Les techniques d’apprentissage profond permettent aux modèles de synthèse vocale d’analyser davantage de données et de mieux comprendre la relation entre les mots et leur caractéristiques sonores. La voix de l’IA semble ainsi plus naturelle. La conversion text to speech est un processus à plusieurs étapes qui associe analyse linguistique et synthèse vocale.
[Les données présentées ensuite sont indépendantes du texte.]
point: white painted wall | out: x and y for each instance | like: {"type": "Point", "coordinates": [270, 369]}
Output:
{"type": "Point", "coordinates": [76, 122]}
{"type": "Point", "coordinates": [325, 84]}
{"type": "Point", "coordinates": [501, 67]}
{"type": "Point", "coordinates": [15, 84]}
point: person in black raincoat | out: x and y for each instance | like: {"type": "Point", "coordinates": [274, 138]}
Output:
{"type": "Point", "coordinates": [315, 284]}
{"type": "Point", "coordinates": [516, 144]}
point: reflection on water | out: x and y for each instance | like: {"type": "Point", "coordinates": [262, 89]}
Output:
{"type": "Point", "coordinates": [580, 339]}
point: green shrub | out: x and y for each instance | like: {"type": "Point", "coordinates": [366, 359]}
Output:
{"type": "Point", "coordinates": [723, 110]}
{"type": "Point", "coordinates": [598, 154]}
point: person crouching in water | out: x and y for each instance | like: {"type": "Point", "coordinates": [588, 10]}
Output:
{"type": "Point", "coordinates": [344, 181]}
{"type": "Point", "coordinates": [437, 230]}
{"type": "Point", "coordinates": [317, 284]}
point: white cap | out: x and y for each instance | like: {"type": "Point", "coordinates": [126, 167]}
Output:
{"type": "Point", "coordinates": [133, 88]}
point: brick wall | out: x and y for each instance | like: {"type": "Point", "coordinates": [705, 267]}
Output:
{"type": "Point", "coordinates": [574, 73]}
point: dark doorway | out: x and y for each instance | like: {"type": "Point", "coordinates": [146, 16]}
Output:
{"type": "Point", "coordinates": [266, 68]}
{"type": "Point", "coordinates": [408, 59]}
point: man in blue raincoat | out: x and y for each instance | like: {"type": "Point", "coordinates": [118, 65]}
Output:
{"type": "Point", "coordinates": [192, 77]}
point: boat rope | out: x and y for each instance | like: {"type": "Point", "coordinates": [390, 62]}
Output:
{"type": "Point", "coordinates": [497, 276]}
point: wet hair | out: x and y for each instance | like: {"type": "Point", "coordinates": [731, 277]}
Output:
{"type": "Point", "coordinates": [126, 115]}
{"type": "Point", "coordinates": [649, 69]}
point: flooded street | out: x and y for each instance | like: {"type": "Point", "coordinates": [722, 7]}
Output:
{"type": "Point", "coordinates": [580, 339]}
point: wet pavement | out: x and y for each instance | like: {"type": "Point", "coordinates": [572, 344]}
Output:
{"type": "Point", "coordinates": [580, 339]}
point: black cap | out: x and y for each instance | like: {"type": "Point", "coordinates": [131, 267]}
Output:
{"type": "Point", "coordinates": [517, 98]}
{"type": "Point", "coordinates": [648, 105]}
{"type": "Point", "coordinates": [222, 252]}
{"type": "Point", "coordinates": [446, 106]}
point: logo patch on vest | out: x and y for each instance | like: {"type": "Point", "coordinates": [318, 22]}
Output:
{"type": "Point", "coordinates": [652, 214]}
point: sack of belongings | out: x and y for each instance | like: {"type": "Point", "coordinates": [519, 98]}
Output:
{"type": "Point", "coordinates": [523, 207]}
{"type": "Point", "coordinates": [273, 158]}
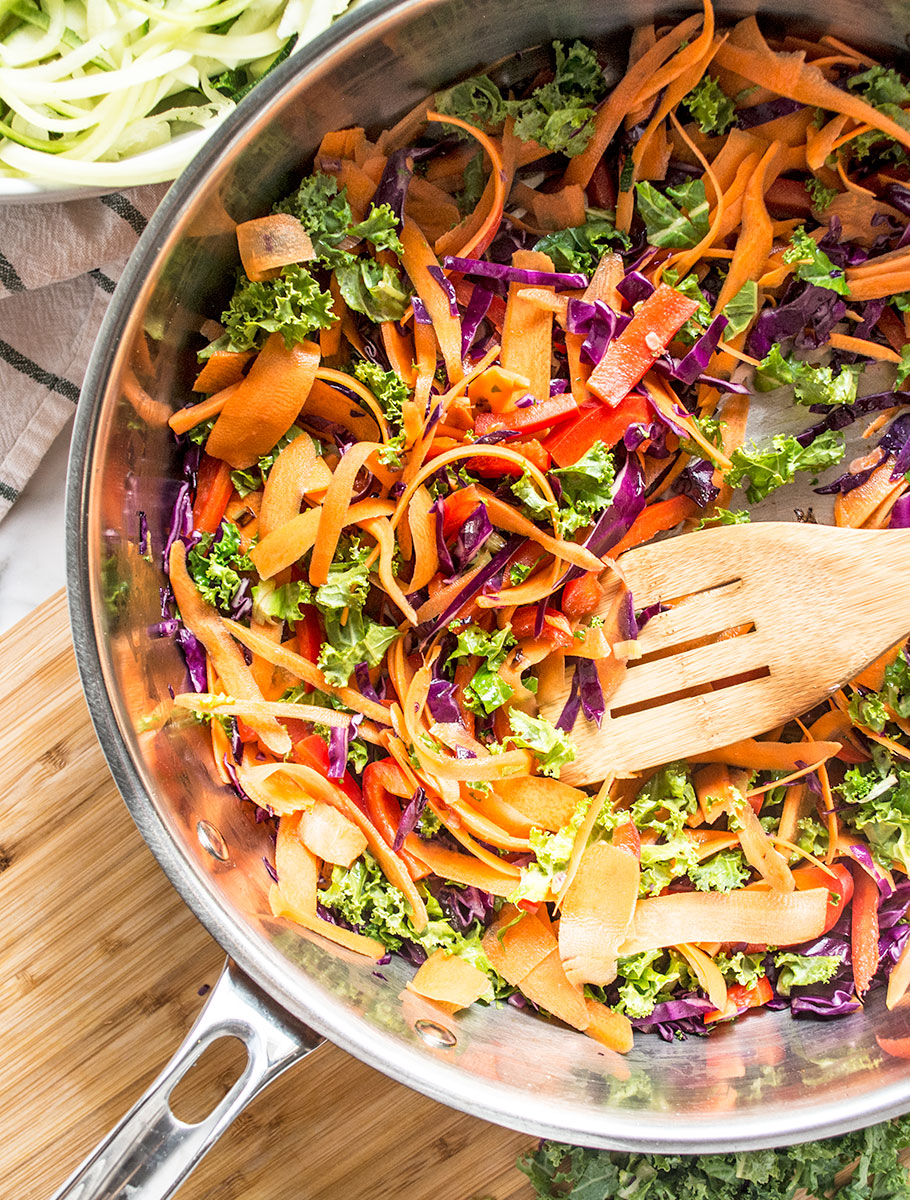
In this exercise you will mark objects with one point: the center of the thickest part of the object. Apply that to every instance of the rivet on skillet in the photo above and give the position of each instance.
(211, 841)
(436, 1036)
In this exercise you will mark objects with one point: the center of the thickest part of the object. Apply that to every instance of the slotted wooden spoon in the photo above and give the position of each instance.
(813, 604)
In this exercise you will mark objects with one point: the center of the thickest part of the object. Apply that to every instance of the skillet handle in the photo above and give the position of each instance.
(149, 1153)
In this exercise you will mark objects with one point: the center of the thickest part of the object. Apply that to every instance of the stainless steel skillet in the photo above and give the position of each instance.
(764, 1081)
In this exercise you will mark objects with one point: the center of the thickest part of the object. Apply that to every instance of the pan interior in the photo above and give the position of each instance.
(765, 1081)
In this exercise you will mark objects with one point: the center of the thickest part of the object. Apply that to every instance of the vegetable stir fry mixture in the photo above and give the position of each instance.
(84, 84)
(468, 364)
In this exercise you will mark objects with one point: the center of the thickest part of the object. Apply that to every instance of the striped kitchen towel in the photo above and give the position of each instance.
(59, 264)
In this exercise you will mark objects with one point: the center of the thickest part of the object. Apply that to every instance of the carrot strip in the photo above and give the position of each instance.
(294, 895)
(265, 402)
(479, 228)
(790, 76)
(417, 259)
(754, 755)
(756, 237)
(527, 333)
(303, 669)
(334, 513)
(861, 346)
(221, 369)
(267, 244)
(449, 981)
(330, 835)
(465, 869)
(207, 625)
(623, 97)
(597, 911)
(186, 419)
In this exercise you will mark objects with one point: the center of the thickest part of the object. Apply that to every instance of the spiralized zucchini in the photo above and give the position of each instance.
(117, 93)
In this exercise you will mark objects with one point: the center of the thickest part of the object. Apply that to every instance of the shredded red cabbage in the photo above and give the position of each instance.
(900, 514)
(474, 313)
(442, 550)
(688, 369)
(804, 305)
(675, 1019)
(409, 817)
(898, 197)
(696, 483)
(195, 657)
(394, 181)
(862, 856)
(557, 280)
(495, 568)
(597, 323)
(472, 537)
(465, 906)
(445, 285)
(590, 690)
(566, 720)
(768, 111)
(420, 315)
(634, 287)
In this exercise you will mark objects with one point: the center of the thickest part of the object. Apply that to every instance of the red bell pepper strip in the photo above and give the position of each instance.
(556, 629)
(531, 419)
(641, 343)
(581, 597)
(495, 468)
(840, 889)
(382, 780)
(213, 492)
(596, 423)
(864, 929)
(740, 999)
(312, 751)
(309, 634)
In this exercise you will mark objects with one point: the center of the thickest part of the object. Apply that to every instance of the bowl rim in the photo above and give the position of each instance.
(497, 1102)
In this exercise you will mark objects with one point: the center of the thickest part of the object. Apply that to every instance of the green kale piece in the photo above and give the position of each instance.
(677, 219)
(549, 745)
(216, 567)
(710, 106)
(776, 462)
(813, 265)
(292, 305)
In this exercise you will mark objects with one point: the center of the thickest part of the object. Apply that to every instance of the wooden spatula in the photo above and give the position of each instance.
(813, 604)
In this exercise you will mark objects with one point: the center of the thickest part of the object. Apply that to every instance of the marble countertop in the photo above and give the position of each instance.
(33, 558)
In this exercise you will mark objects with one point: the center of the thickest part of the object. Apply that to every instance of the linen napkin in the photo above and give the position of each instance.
(59, 265)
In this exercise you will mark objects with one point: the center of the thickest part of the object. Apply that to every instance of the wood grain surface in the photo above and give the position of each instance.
(101, 973)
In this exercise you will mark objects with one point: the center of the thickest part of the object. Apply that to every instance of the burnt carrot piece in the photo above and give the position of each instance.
(267, 244)
(221, 370)
(641, 343)
(265, 403)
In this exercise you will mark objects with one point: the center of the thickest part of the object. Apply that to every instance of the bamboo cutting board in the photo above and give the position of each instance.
(101, 975)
Voici les principaux composants du text to speech :

  • Analyse linguistique

  • Synthèse vocale

Analyse linguistique

Les réseaux neuronaux profonds du modèle reçoivent des jeux de données audio et les transcriptions correspondantes en anglais, et parfois dans d’autres langues. Le système peut ainsi comprendre comment la correspondance entre les mots et la parole, ainsi que les accents, la hauteur, le volume, le ton, le rythme, etc. Une fois l’entrée texte reçue, le modèle Text to Speech analyse les mots, la ponctuation et la structure des phrases. Il peut développer les abréviations et les expressions, calculer la durée des mots, trouver les prononciations correspondantes et tracer la prosodie des phrases et des expressions.

Synthèse vocale

Une fois le texte analysé, le modèle suit un processus à deux étapes pour le transformer en sortie vocale.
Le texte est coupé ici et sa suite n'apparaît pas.